Image: Getty

Two nights ago, Pusha T showed off some impressive sleuthing skills and unleashed a diss track about his nemesis Drake, revealing that the Canadian rapper has allegedly fathered a son. The shots were damning. The internet was broken. The memes were good. For the song’s cover art, Pusha used an old photo of Drake appearing in blackface.

Drake is something of an impulsive guy when it comes to beefs. In last week’s episode of The Real Petty Adult Men of Rap, Drake went after Pusha T and Kanye West in a diss track called “Duppy Freestyle;” Pusha referenced Drake on the track “Infrared” (from Pusha’s latest album Daytona); and Drake released a song titled “I’m Upset,” presumably to distract everyone from Pusha’s antics. (The song is about women out to get Drake’s money.) Which is all to say that Drake hasn’t “clapped back” or anything like that on an actual record in response to Pusha’s truth bombs—but he has offered an explanation of how that blackface photo (which was previously thought to be done for a clothing brand) came to be.

“I know everyone is enjoying the circus but I want to clarify this image in question,” Drake wrote in an Instagram story. “This was not from a clothing brand shoot or my music career.

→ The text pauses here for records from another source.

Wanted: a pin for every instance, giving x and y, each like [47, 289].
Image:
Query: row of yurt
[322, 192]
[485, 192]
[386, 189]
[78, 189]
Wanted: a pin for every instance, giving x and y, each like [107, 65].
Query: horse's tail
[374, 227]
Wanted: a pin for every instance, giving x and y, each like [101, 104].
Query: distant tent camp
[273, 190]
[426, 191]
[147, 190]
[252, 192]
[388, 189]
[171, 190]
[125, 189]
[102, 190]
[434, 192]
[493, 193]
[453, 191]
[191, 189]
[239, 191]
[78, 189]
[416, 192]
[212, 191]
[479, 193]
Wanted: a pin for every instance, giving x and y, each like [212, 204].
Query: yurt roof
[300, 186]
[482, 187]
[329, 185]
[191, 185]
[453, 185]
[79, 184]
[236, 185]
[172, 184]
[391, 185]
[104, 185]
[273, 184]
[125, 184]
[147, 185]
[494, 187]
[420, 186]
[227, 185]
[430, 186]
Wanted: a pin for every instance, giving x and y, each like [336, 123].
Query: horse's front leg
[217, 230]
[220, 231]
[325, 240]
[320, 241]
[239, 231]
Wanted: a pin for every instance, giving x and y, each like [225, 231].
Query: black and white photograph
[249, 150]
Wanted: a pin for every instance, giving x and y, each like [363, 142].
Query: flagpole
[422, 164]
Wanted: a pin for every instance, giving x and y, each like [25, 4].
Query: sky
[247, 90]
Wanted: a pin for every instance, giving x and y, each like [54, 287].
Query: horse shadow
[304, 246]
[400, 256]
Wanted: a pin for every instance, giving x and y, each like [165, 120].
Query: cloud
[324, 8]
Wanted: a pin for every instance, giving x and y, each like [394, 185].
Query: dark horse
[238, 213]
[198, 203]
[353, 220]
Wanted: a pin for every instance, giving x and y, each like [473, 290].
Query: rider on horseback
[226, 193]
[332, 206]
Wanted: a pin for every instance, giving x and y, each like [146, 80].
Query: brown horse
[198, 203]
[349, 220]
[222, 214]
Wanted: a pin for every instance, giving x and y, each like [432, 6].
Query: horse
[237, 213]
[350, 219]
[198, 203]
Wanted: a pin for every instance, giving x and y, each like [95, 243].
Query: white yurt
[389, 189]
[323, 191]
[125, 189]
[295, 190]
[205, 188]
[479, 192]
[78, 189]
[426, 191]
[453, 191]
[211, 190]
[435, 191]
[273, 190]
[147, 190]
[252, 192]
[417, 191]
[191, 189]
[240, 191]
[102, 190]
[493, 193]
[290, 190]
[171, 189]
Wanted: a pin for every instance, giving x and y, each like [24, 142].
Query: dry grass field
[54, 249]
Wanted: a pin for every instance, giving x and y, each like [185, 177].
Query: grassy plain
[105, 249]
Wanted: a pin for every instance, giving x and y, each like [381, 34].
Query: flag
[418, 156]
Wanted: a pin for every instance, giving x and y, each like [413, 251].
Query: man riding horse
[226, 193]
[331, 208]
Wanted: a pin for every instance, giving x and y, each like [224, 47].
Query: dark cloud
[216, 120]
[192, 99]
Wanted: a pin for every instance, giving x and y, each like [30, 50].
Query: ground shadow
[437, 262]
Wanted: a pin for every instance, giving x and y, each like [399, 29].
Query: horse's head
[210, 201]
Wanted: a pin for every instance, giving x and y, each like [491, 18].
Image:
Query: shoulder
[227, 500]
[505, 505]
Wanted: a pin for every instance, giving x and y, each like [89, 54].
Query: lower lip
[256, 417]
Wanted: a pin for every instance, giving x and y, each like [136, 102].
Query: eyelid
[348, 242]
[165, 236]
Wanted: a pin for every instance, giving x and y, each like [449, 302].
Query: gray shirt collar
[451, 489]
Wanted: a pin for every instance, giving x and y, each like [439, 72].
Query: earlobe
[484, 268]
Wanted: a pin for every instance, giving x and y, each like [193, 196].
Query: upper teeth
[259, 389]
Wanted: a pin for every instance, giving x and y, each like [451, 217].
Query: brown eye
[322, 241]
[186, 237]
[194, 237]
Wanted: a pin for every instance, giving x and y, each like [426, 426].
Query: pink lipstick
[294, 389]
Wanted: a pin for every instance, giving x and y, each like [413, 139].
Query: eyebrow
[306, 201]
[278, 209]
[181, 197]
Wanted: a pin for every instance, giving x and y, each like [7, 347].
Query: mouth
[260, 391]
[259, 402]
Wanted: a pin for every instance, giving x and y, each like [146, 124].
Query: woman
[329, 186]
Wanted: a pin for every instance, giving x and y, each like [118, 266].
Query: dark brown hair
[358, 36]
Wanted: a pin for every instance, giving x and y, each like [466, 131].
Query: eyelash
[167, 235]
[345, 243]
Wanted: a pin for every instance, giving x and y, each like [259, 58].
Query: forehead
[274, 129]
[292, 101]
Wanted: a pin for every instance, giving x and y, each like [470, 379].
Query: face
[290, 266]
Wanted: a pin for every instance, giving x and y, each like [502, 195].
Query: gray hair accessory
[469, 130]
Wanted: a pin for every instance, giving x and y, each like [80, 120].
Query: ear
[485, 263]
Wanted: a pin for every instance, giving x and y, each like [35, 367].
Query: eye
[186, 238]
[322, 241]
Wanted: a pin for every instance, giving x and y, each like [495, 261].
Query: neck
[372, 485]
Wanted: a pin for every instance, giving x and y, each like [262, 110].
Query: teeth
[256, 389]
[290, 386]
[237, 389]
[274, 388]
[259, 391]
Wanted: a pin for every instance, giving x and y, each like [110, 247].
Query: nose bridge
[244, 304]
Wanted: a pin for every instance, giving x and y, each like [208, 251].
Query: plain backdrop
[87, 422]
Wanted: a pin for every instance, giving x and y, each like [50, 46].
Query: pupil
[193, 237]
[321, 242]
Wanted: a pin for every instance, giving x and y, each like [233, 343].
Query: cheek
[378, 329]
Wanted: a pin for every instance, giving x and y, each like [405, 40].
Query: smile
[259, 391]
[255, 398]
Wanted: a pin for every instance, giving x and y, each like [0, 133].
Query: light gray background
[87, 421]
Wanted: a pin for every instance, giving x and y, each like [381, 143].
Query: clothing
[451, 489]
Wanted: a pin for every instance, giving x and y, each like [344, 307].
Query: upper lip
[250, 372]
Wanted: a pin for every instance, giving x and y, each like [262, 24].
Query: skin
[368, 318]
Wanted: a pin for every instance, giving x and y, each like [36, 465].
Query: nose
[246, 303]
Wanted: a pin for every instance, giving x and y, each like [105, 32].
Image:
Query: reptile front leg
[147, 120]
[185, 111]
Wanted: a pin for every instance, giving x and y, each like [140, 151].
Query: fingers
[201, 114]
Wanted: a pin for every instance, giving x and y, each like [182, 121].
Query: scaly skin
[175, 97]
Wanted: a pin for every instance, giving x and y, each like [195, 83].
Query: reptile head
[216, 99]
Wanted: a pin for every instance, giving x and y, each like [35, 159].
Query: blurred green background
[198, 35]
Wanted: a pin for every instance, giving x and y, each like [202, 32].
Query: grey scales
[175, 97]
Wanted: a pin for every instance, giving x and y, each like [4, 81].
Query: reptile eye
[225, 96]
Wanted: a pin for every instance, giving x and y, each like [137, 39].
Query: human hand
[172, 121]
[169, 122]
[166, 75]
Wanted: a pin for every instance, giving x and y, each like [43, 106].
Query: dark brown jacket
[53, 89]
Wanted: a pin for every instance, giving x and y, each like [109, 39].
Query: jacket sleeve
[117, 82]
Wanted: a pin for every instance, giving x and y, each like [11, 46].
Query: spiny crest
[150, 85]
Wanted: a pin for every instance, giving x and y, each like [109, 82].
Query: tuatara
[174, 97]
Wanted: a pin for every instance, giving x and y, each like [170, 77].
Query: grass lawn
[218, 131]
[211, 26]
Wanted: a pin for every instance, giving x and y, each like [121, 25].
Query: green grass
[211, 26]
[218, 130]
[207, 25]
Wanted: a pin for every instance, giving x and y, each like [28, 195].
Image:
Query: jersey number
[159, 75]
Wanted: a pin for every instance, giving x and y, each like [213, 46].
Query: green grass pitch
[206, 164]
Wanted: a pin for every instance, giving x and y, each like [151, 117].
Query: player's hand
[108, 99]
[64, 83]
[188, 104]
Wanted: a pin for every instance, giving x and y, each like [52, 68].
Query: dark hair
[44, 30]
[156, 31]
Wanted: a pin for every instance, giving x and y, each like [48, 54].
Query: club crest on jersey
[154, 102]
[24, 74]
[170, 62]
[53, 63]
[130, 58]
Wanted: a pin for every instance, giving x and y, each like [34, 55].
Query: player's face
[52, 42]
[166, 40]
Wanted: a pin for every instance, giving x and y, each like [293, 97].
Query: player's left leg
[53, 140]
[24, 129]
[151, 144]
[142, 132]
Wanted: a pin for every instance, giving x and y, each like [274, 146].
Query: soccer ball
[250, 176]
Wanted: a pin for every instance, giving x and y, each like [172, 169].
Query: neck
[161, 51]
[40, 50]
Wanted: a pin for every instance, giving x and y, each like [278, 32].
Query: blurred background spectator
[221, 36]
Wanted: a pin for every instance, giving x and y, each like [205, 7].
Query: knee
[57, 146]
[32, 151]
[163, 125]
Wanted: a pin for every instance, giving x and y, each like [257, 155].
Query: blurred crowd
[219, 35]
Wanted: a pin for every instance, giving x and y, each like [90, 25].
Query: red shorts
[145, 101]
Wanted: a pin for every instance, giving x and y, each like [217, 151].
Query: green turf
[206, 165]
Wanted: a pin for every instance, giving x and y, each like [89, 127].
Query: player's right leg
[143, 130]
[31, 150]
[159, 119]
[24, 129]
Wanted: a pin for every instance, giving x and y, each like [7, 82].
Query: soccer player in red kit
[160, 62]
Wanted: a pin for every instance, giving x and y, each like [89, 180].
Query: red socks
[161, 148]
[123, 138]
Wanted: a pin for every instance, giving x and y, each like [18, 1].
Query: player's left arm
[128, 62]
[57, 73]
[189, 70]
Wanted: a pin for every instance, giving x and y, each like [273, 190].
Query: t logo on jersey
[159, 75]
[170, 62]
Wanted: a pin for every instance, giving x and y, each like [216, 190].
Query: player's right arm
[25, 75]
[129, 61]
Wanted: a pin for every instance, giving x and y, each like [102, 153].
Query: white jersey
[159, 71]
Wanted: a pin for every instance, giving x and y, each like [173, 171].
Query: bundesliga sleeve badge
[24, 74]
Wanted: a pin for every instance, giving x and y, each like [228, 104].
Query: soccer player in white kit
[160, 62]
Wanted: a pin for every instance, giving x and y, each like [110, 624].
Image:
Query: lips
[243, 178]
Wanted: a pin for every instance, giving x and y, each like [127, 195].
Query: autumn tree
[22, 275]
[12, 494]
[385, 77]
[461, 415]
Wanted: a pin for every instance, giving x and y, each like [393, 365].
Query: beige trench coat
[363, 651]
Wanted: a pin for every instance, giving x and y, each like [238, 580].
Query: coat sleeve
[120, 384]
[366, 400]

This picture is from 2007, a time in my lie where I was an actor and I was working on a project that was about young black actors struggling to get roles, being stereotyped and type cast. The photos represented how African Americans were once wrongfully portrayed in entertainment.”

That sounds plausible, especially if it was 2007, although Drake should probably expand on this thought process further, for those still curious about why he would dare to take the chance of appearing in blackface. Describing onlookers as people who are “enjoying the circus” is how you know Drake is still Drake, and he wants you to know how salty he is about all of this.

UPDATE [1 p.m., May 31]: Pusha T has responded to Drake in record-breaking time, as Pitchfork reports. On an episode of the LA radio show Big Boys’ Neighborhood, Pusha said: “That doesn’t change my view at all... You are silent on all black issues, Drake.... You don’t stand for nothing, you don’t say nothing about nothing.” He added, “You have all the platform in the world. You were so passionate back then? No you weren’t. That’s number one. That’s what I know.” It’s only a matter of time before out next installment in this ongoing, constantly evolving beef.